While questions have been asked before about linked lists versus arrays, the answers mostly boil down to what most of us probably have already learned at some point:
- Lists are good at inserting and deleting
- Arrays are good at random access
Now respectable people like Bjarne Stroustrup have argued that arrays practically always outperform linked lists because they make much better use of the caching architecture implemented in modern hardware. He also states that the performance advantage of arrays increases with their size.
While I basically understand his arguments and agree with him, I wonder if this is still true when the size of the array is significantly larger than cache size. I would say that this is the case where performance really matters.
To summarize: Do arrays still perform better than lists in most cases, even if their size is much larger than cache size and a large percentage of the operations are inserts or deletes? If yes, how can this be explained?
Arrays perform better not only because of caching, but also because of prefetching.

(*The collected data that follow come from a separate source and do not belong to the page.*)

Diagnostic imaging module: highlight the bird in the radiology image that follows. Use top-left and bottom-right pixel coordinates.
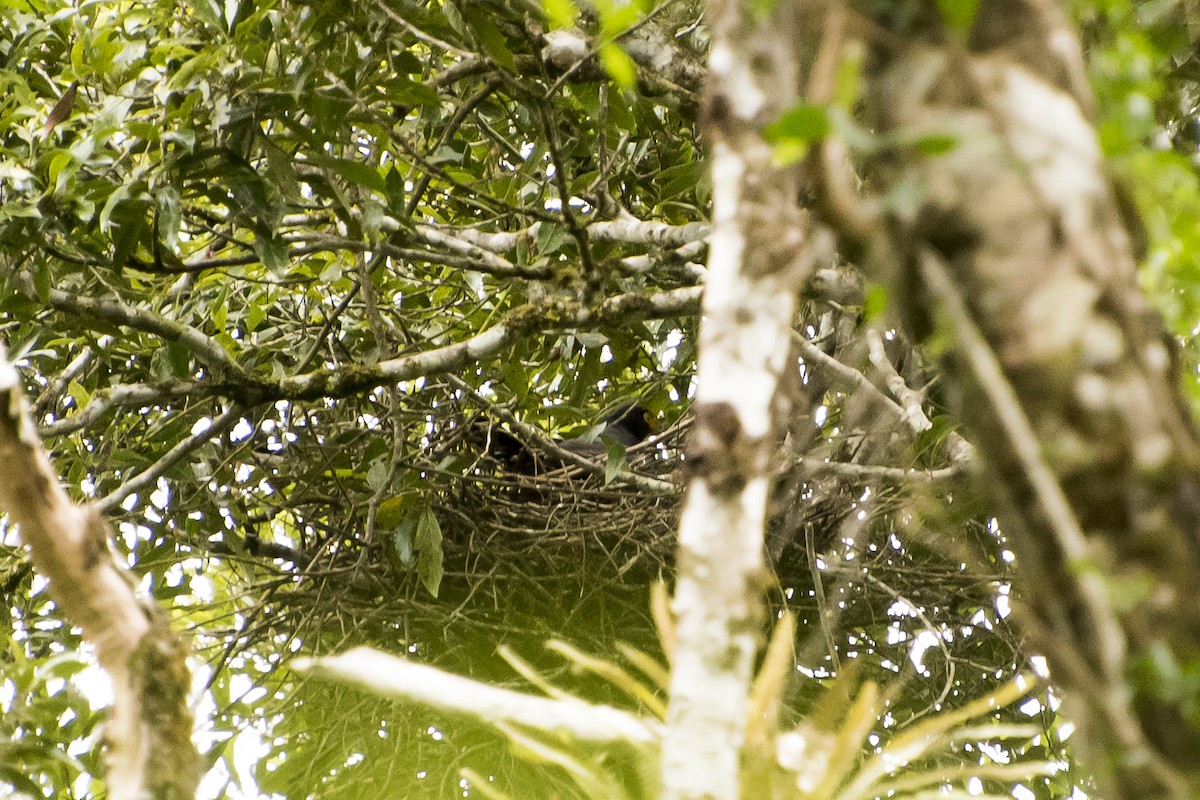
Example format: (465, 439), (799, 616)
(477, 403), (657, 475)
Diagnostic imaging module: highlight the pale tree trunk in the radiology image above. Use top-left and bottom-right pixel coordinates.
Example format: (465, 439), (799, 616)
(0, 347), (200, 800)
(810, 2), (1200, 796)
(660, 0), (812, 797)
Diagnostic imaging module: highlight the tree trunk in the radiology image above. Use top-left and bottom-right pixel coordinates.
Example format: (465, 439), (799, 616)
(830, 2), (1200, 796)
(660, 1), (812, 798)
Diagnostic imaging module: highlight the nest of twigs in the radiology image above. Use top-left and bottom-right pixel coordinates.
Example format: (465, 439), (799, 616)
(202, 401), (1020, 711)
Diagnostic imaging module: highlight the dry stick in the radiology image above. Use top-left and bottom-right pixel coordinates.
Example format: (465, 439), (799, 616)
(0, 347), (199, 800)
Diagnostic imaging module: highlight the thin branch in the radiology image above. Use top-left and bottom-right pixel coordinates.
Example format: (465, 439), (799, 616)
(272, 286), (702, 403)
(94, 406), (242, 513)
(32, 346), (94, 417)
(12, 271), (242, 377)
(371, 0), (473, 57)
(865, 328), (932, 433)
(39, 382), (199, 438)
(36, 285), (700, 410)
(795, 456), (961, 484)
(792, 329), (973, 464)
(406, 78), (503, 216)
(357, 253), (406, 546)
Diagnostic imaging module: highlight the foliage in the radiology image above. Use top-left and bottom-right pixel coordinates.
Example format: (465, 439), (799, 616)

Caching has 2 main benefits - sequential elements may reside in the same line, so you may fetch once and use the entire line multiple times (while in a linked list your next element is elsewhere so you don't enjoy the benefit). This benefit is reduced the bigger the elements become, and is gone once your element passes a line size.

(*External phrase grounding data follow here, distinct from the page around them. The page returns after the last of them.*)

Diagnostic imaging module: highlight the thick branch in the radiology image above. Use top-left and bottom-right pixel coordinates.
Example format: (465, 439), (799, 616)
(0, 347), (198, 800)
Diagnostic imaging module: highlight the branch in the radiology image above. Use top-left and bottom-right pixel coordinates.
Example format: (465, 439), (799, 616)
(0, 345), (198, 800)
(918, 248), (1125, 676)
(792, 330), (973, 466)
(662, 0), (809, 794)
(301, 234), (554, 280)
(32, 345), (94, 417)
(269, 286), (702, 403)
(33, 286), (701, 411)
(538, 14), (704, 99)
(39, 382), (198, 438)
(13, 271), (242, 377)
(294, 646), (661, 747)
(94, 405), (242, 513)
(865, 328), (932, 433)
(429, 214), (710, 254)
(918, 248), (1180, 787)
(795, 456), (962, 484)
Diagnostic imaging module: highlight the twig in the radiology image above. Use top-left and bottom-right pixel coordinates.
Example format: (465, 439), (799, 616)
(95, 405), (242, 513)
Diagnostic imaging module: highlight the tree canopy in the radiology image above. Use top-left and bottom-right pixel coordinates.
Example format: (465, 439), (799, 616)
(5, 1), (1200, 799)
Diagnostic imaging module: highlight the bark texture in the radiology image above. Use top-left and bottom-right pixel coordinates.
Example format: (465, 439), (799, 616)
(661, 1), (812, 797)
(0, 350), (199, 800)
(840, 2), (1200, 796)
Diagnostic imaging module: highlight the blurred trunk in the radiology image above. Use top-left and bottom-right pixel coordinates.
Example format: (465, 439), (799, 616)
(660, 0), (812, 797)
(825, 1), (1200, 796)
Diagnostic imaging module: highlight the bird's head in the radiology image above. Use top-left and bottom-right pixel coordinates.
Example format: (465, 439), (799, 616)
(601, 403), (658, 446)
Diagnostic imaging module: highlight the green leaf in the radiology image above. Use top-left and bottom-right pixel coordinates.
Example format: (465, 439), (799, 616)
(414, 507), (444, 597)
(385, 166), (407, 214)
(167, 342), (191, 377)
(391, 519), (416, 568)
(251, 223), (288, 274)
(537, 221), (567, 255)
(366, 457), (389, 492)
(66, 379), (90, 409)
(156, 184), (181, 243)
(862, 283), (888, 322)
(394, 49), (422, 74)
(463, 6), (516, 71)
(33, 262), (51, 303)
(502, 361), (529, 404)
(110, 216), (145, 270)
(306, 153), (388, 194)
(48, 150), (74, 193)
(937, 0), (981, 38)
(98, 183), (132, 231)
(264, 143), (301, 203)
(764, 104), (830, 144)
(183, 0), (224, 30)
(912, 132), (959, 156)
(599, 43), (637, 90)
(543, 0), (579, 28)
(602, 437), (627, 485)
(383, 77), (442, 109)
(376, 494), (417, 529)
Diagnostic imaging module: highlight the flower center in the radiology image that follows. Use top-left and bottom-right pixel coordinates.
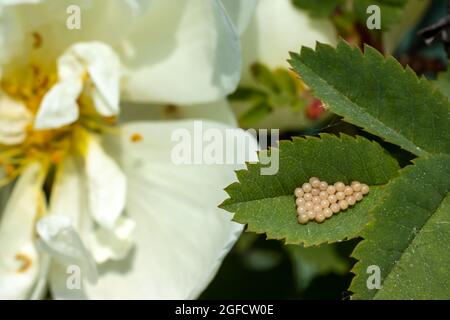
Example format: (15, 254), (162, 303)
(0, 63), (117, 184)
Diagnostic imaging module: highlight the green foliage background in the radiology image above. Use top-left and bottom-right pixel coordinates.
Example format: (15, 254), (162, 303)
(202, 0), (450, 300)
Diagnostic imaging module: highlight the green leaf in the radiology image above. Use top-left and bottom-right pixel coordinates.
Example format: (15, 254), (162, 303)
(229, 87), (267, 103)
(350, 155), (450, 299)
(293, 0), (408, 29)
(287, 244), (350, 290)
(435, 70), (450, 101)
(289, 41), (450, 157)
(353, 0), (407, 30)
(232, 63), (311, 127)
(220, 134), (400, 246)
(250, 63), (298, 105)
(292, 0), (342, 18)
(251, 63), (281, 94)
(273, 69), (297, 98)
(239, 102), (272, 127)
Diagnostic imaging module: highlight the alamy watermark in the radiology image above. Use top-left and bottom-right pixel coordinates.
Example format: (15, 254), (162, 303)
(66, 265), (82, 290)
(66, 5), (81, 30)
(170, 121), (280, 175)
(65, 4), (382, 31)
(366, 265), (382, 290)
(367, 5), (381, 30)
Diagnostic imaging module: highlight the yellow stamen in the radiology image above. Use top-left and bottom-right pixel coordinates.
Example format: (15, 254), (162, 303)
(131, 133), (143, 143)
(0, 61), (117, 185)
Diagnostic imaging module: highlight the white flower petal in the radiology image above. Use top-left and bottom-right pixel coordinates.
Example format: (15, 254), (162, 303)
(0, 163), (45, 299)
(0, 92), (33, 144)
(81, 120), (258, 299)
(68, 42), (121, 117)
(50, 156), (132, 263)
(39, 166), (89, 301)
(121, 0), (242, 104)
(0, 1), (139, 63)
(48, 261), (88, 299)
(4, 0), (241, 105)
(34, 45), (84, 129)
(87, 216), (135, 264)
(29, 252), (50, 300)
(48, 156), (88, 228)
(219, 0), (258, 35)
(0, 0), (42, 6)
(36, 215), (97, 284)
(57, 47), (86, 81)
(0, 5), (26, 66)
(124, 0), (153, 14)
(241, 0), (336, 81)
(85, 136), (127, 229)
(34, 79), (82, 130)
(46, 156), (134, 300)
(34, 42), (121, 129)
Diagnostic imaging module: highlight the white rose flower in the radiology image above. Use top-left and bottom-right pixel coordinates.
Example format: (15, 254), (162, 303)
(0, 0), (258, 299)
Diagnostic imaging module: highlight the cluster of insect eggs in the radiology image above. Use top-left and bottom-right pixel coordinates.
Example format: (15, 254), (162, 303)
(294, 177), (369, 224)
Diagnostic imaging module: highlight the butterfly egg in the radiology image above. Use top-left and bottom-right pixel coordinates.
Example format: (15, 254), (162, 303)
(296, 197), (306, 206)
(296, 178), (370, 225)
(302, 183), (312, 193)
(327, 185), (336, 195)
(323, 207), (333, 218)
(336, 191), (345, 200)
(330, 203), (340, 213)
(334, 181), (345, 192)
(309, 176), (319, 184)
(315, 212), (326, 223)
(298, 213), (309, 224)
(351, 181), (362, 192)
(313, 204), (322, 213)
(319, 191), (328, 200)
(305, 201), (314, 211)
(361, 184), (370, 195)
(320, 199), (330, 209)
(294, 187), (304, 197)
(312, 196), (321, 205)
(319, 181), (328, 191)
(346, 195), (356, 206)
(309, 177), (321, 189)
(354, 192), (363, 201)
(297, 206), (307, 215)
(328, 194), (338, 204)
(344, 186), (353, 196)
(339, 199), (349, 210)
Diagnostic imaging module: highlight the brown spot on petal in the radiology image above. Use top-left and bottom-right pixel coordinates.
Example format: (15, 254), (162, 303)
(131, 133), (143, 143)
(32, 32), (43, 49)
(15, 253), (32, 273)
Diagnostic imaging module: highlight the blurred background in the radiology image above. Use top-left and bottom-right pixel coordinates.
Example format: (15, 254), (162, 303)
(201, 0), (448, 300)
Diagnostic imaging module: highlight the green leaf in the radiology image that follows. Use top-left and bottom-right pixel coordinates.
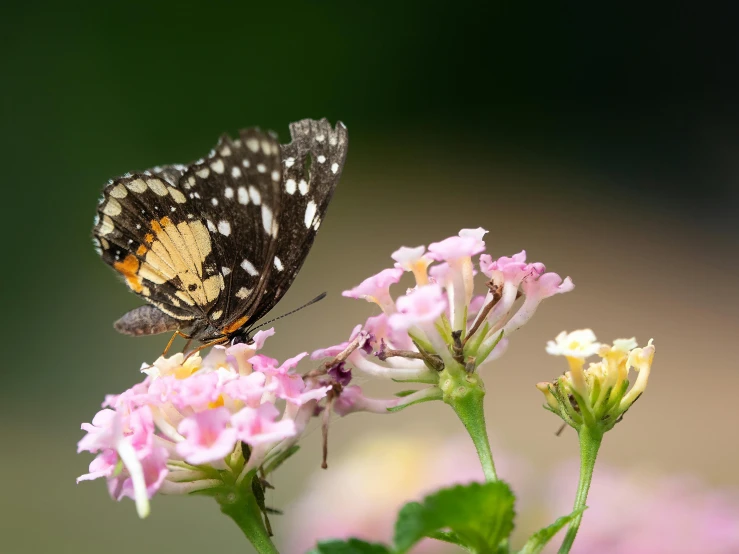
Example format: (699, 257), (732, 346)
(309, 538), (392, 554)
(518, 508), (585, 554)
(393, 481), (516, 553)
(394, 390), (419, 397)
(262, 445), (300, 475)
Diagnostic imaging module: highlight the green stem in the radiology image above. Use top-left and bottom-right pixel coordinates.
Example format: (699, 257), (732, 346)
(447, 380), (497, 482)
(557, 425), (603, 554)
(218, 491), (280, 554)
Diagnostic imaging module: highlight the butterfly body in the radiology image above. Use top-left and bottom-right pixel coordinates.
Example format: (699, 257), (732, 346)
(92, 119), (348, 344)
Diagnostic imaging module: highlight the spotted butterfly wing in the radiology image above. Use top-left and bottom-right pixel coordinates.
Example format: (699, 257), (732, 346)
(92, 118), (348, 343)
(249, 119), (348, 323)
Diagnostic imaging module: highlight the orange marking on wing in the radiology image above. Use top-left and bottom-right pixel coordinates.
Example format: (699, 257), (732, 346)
(144, 233), (154, 244)
(150, 216), (172, 235)
(114, 254), (143, 293)
(136, 245), (147, 256)
(222, 315), (249, 335)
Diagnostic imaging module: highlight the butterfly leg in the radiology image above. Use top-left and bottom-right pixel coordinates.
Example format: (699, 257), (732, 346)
(183, 336), (229, 361)
(162, 330), (192, 357)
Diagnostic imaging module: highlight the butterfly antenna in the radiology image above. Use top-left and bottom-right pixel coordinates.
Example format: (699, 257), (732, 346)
(248, 292), (327, 333)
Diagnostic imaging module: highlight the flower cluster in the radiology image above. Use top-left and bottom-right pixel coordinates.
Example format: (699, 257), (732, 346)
(313, 228), (574, 413)
(537, 329), (655, 433)
(77, 329), (328, 518)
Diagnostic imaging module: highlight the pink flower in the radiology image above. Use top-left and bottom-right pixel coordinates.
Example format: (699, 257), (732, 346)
(392, 246), (432, 285)
(342, 267), (404, 313)
(176, 407), (238, 465)
(77, 409), (119, 453)
(391, 246), (427, 269)
(522, 271), (574, 300)
(222, 371), (270, 408)
(232, 403), (296, 446)
(545, 462), (739, 554)
(116, 446), (169, 502)
(479, 251), (531, 283)
(78, 329), (323, 518)
(333, 386), (439, 416)
(388, 284), (447, 331)
(333, 386), (400, 416)
(77, 449), (119, 482)
(310, 324), (363, 359)
(173, 372), (220, 411)
(337, 228), (573, 381)
(427, 232), (486, 262)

The second benefit is more subtle - you get better utilization of the cache since it's organized in a way that benefits sequential allocation. This means that an array up to the cache size may still fit, while a randomly allocated list may have some collisions that would cause thrashing even if the list size is smaller than the cache.

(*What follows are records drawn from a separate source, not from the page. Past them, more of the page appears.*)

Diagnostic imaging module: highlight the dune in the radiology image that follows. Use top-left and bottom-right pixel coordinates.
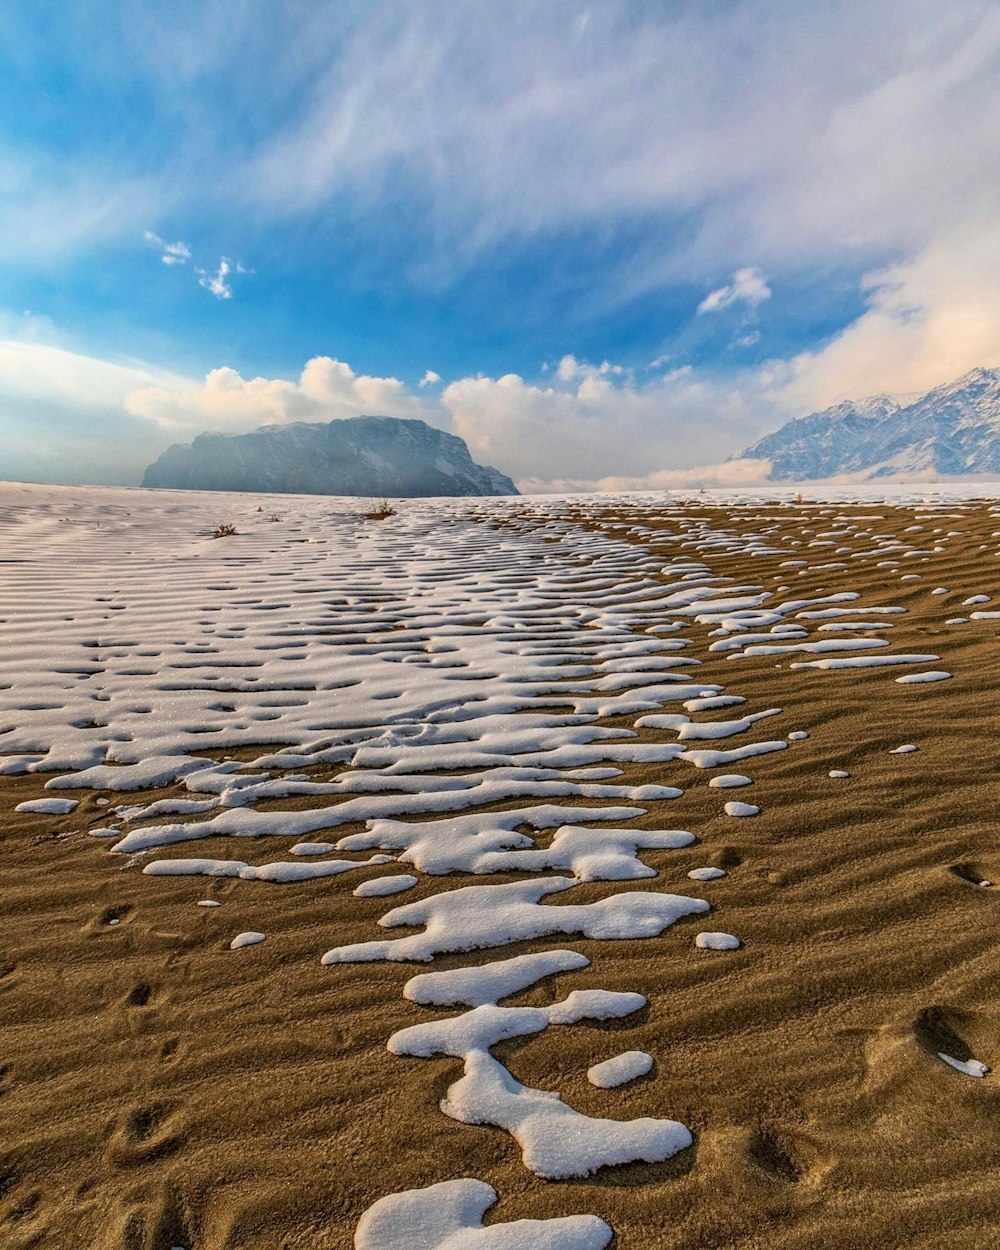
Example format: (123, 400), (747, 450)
(1, 482), (998, 1249)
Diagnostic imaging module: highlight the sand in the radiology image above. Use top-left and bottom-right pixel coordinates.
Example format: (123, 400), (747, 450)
(1, 491), (998, 1249)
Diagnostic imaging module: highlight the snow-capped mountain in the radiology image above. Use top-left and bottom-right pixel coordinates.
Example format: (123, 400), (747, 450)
(737, 367), (1000, 479)
(142, 416), (519, 497)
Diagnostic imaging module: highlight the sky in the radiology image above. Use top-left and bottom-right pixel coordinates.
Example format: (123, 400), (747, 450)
(2, 0), (1000, 491)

However, aside from caching, the bigger benefit from spatially allocated structures is from prefetching. Most CPUs would automatically prefetch the next lines in a stream of accesses such as an array access, and would therefore eliminate all misses in a scenario of sequential access.
On the other hand, all these benefits are just optimizations, so they can only speed up the performance linearly, but can never mitigate an asymptotic complexity difference such as the O(1) insertion that the list provides. Eventually, you will need to benchmark your code to see if such cases are required and create a bottleneck - if so, a hybrid approach may be needed.